A cet effet, souligne le responsable, le plan national algérien de production d’électricité par cycles combinés sans consommation de gaz naturel est déjà bien avancé. Si 98% de la production actuelle est réalisé à partir de ce dernier, il responsable a assuré que des dispositions sont prises pour y remédier.

Le plan en question a déjà beaucoup évolué et des changements sont à attendre dans les années à venir. « Nous avons déjà 5 centrales qui produisent de l’électricité grâce à ce cycle combiné et six centrales d’une capacité de 8 000 mégawatts seront équipées de cette nouvelle technique d’ici 2022 », a confié Sonelgaz Mohamed Arkab dans les colonnes de afrique.latribune.fr.

Des projets à réaliser avec le savoir-faire algérien

Pour ses projets, la Sonelgaz s’est fixé pour objectif de se servir de la compétence locale. « Dans le cadre du business plan mis en place par Sonelgaz à l’horizon 2023, nous allons vers la production de l’électricité avec un savoir-faire algérien et des matières premières algériennes », a développé le patron de la Sonelgaz en ajoutant que l’entreprise publique a commencé, à partir de 2011, «à mettre en place un plan, afin de développer un réseau haute tension et très haute tension avec un savoir-faire algérien. 60% de ce réseau est algérien».

« L’ambition est de réaliser 16 000 mégawatts d’ici 2025 et 16 000 km de réseau de haute tension d’ici 2025 […] Cette réalisation nécessite beaucoup d’accessoires, ce qui permettra de promouvoir l’outil national et d’utiliser les compétences locales », a-t-il souligné.

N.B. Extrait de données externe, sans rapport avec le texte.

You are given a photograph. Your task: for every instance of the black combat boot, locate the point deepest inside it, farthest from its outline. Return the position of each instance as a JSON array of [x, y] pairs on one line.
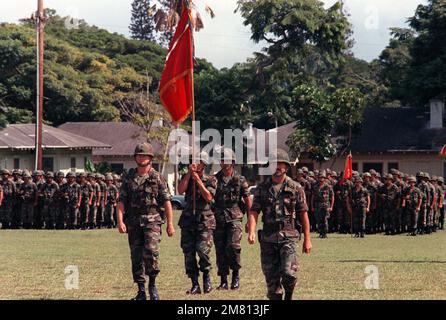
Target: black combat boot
[[223, 283], [153, 291], [141, 295], [207, 285], [235, 283], [195, 286]]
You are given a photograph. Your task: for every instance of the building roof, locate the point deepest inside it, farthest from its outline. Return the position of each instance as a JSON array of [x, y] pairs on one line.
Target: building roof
[[121, 136], [398, 130], [22, 137]]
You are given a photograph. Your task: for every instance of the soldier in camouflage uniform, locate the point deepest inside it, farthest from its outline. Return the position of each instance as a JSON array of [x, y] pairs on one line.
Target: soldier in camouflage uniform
[[441, 203], [359, 206], [111, 197], [72, 200], [59, 201], [411, 202], [9, 191], [101, 208], [142, 195], [16, 211], [28, 198], [232, 188], [197, 223], [87, 200], [284, 213], [93, 210], [322, 202], [342, 191], [48, 192], [389, 194]]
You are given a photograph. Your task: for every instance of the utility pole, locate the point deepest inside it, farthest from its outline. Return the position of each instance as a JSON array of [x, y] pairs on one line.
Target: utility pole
[[40, 25]]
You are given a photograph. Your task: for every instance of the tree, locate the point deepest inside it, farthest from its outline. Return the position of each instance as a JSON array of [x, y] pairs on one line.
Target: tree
[[142, 26]]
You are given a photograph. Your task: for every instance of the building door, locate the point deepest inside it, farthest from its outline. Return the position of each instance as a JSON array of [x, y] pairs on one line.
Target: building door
[[378, 167]]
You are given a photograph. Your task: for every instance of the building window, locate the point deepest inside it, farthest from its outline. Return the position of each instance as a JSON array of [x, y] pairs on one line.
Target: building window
[[73, 164], [48, 164], [378, 167], [16, 163], [392, 165]]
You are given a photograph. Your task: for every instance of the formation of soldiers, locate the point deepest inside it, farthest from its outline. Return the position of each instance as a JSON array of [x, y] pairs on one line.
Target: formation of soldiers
[[369, 203], [44, 200]]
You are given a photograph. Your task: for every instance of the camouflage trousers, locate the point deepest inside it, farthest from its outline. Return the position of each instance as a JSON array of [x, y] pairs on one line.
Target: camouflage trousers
[[49, 214], [6, 214], [412, 221], [196, 242], [92, 212], [279, 266], [144, 242], [27, 214], [109, 219], [227, 238], [71, 215], [322, 216], [359, 219]]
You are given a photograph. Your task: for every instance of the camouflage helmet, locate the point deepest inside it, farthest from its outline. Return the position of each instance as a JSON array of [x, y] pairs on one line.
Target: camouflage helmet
[[26, 174], [144, 149], [60, 174], [71, 175], [280, 156], [227, 155]]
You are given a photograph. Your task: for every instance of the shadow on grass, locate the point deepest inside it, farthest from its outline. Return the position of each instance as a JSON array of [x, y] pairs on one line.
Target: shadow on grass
[[393, 261]]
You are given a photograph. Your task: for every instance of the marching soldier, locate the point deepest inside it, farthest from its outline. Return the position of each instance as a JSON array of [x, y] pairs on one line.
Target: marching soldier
[[96, 197], [86, 202], [282, 204], [59, 201], [142, 195], [412, 201], [111, 197], [101, 208], [359, 201], [48, 192], [28, 198], [232, 188], [197, 223], [390, 197], [72, 198], [6, 205], [322, 202]]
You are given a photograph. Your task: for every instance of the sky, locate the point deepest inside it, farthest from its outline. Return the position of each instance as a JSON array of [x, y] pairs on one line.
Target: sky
[[225, 40]]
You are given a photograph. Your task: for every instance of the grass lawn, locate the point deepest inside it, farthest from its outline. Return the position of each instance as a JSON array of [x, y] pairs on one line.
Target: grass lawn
[[32, 266]]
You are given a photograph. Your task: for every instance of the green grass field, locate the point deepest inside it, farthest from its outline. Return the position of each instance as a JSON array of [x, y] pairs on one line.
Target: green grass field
[[32, 265]]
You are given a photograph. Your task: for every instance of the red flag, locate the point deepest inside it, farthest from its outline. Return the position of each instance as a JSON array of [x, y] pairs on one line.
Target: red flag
[[348, 170], [177, 85]]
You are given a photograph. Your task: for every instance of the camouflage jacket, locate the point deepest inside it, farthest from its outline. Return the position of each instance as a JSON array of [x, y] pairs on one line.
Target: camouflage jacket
[[204, 216], [9, 190], [389, 196], [28, 192], [359, 197], [229, 193], [412, 197], [280, 210], [322, 196], [48, 190], [144, 195]]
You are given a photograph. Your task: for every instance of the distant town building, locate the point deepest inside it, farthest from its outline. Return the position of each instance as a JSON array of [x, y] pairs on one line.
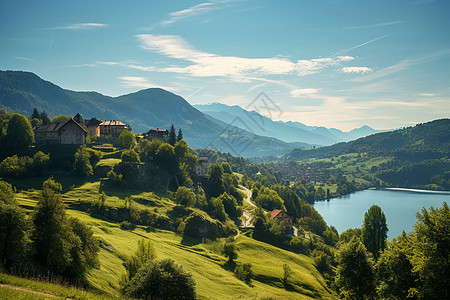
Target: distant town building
[[157, 133], [69, 132], [78, 118], [283, 218], [112, 128], [203, 164]]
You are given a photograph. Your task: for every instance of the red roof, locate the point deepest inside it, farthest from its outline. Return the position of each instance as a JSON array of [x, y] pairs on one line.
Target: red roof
[[275, 213], [158, 131], [112, 123]]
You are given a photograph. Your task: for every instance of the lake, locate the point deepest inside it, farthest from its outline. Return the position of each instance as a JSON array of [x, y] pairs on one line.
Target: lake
[[399, 206]]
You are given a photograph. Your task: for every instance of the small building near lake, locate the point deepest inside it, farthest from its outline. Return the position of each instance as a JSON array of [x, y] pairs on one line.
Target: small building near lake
[[69, 132], [282, 217]]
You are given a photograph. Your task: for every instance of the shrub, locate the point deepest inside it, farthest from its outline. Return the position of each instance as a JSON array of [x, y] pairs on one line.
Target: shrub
[[82, 164], [144, 253], [114, 179], [230, 251], [125, 225], [15, 166], [41, 162], [185, 196], [244, 272], [6, 193], [130, 156], [161, 280], [14, 234]]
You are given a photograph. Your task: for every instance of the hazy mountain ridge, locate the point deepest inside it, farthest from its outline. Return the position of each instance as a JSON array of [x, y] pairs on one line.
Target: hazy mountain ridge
[[151, 108], [426, 138], [287, 131]]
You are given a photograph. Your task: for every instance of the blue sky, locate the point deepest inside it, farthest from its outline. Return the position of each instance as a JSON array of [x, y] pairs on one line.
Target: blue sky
[[337, 64]]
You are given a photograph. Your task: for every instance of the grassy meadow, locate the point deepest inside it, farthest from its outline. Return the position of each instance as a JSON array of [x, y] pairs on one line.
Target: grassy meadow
[[213, 276]]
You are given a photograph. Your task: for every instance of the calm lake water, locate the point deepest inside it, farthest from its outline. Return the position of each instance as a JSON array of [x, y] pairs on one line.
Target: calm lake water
[[399, 206]]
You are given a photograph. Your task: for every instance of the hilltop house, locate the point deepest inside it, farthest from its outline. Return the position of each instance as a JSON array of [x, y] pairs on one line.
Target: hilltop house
[[93, 126], [283, 218], [203, 164], [69, 132], [157, 133], [112, 128]]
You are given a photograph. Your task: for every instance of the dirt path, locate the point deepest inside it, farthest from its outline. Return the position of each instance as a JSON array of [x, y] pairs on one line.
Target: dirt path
[[248, 217], [249, 195], [18, 288]]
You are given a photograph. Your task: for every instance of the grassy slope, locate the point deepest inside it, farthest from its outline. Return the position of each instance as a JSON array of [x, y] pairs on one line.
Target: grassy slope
[[208, 268]]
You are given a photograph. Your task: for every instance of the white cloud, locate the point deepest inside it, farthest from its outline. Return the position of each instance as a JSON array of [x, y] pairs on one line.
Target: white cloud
[[303, 92], [402, 65], [23, 58], [82, 26], [356, 70], [346, 58], [237, 68], [141, 82], [189, 12]]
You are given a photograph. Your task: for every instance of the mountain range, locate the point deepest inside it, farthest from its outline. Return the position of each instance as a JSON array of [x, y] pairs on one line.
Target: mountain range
[[21, 92], [285, 131], [422, 141]]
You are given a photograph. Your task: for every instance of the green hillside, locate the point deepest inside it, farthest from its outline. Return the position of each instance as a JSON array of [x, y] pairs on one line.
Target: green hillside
[[416, 157], [207, 265], [21, 92]]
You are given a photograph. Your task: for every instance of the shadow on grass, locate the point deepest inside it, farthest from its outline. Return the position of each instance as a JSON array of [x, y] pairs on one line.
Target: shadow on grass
[[190, 241], [67, 181], [230, 266]]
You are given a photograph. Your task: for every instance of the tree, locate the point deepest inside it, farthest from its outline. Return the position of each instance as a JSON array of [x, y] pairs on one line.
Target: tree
[[144, 253], [185, 196], [355, 275], [61, 119], [84, 250], [165, 157], [244, 272], [230, 251], [41, 161], [130, 156], [430, 252], [14, 234], [127, 139], [82, 165], [215, 180], [19, 134], [286, 273], [180, 135], [394, 270], [35, 114], [64, 246], [374, 230], [217, 209], [6, 193], [161, 280], [51, 229], [44, 117], [172, 135], [231, 206]]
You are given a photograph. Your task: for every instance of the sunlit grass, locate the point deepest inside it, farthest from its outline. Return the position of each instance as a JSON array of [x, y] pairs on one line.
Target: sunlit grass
[[214, 280]]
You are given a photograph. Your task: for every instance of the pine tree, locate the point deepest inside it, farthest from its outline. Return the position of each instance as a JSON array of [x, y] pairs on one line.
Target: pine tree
[[172, 135], [374, 231], [35, 114]]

En ce qui concerne le projet de production de 150 mégawatts à partir des énergies renouvelables, Arkab a laissé entendre que « plus de 60 opérateurs ont retiré le cahier des charges et la production débutera avant l’été », tout en précisant que « Sonelgaz a lancé un appel d’offres pour la réalisation de 50 mégawatts dans le but de réduire l’utilisation des carburants dans les centrales, notamment dans le sud » du pays.